The Charity Commission for England and Wales, the government watchdog and regulator has reported a significant increase in the number of charities with suspected links to terrorist organisations.

Speaking in an interview as he called for a new levy on charities to launch a helpline for trustees to report suspected wrongdoing, Charity Commission boss William Shawcross said the increasing links between charities and terror groups was a “dangerous and deadly” issue.

The Sunday Telegraph reports the number of referrals by the Commission to police over terror concerns in charities trebled from 2013 to 2016, taking the total to 630 cases. In addition, the regulator initiated four inquiries into “allegations of abuse of charities for terrorist or extremist purposes” and eight appliance cases around the subject in the 2015-16 year.

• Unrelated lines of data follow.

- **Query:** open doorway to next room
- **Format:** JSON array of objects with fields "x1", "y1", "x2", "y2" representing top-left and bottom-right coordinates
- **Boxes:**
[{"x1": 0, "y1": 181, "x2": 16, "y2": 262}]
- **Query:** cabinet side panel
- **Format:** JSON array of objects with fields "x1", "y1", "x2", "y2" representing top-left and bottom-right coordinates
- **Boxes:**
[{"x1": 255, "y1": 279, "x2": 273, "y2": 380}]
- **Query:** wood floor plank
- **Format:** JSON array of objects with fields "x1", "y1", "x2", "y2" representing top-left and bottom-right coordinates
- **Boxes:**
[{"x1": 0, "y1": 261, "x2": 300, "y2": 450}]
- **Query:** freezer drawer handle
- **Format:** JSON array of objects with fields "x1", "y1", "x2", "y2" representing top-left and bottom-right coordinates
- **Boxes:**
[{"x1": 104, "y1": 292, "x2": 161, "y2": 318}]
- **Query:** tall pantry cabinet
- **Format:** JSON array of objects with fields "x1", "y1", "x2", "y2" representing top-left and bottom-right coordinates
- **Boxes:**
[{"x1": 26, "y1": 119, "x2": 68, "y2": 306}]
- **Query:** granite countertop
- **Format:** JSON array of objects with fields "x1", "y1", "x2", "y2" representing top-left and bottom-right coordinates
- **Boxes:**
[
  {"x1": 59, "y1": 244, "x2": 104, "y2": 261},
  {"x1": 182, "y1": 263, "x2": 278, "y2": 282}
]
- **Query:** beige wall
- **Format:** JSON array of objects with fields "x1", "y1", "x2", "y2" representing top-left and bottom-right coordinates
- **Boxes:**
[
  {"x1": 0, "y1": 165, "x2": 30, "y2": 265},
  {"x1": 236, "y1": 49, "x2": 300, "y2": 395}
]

The comments of Commission chief Shawcross comes days after the release of a new report into abuse and mismanagement of charities by the body which revealed it has also launched 21 reports of serious incidents relating to terrorism. The Commission also performed over 70 visits or monitoring missions of charities they deemed to be at risk of “terrorist or extremist abuse”.

In one example given in the report, the Commission was forced to freeze a charity bank account collecting funds by social media for “humanitarian aid convoys” to Syria. The money was dispersed to other, genuine charities while Adeel Ul-Haq was banned from being a charity trustee in future and was later convicted for sending money to the Islamic State.

In soliciting the donations, Mr. Ul-Haq had written on social media: “…keep the donations coming dear brothers and sisters. InshaAllah our work is not over. We will continue to support our suffering brethren”.

While the report states smaller, newer charities tend to be at the highest risk of extremism, there have been cases of well-known, established charities being inadvertently drawn into extremism, with the Telegraph reporting the charity commission had to recently prevent the Joseph Rowntree Foundation and Anita Roddick Foundation from giving money to Islamist group CAGE.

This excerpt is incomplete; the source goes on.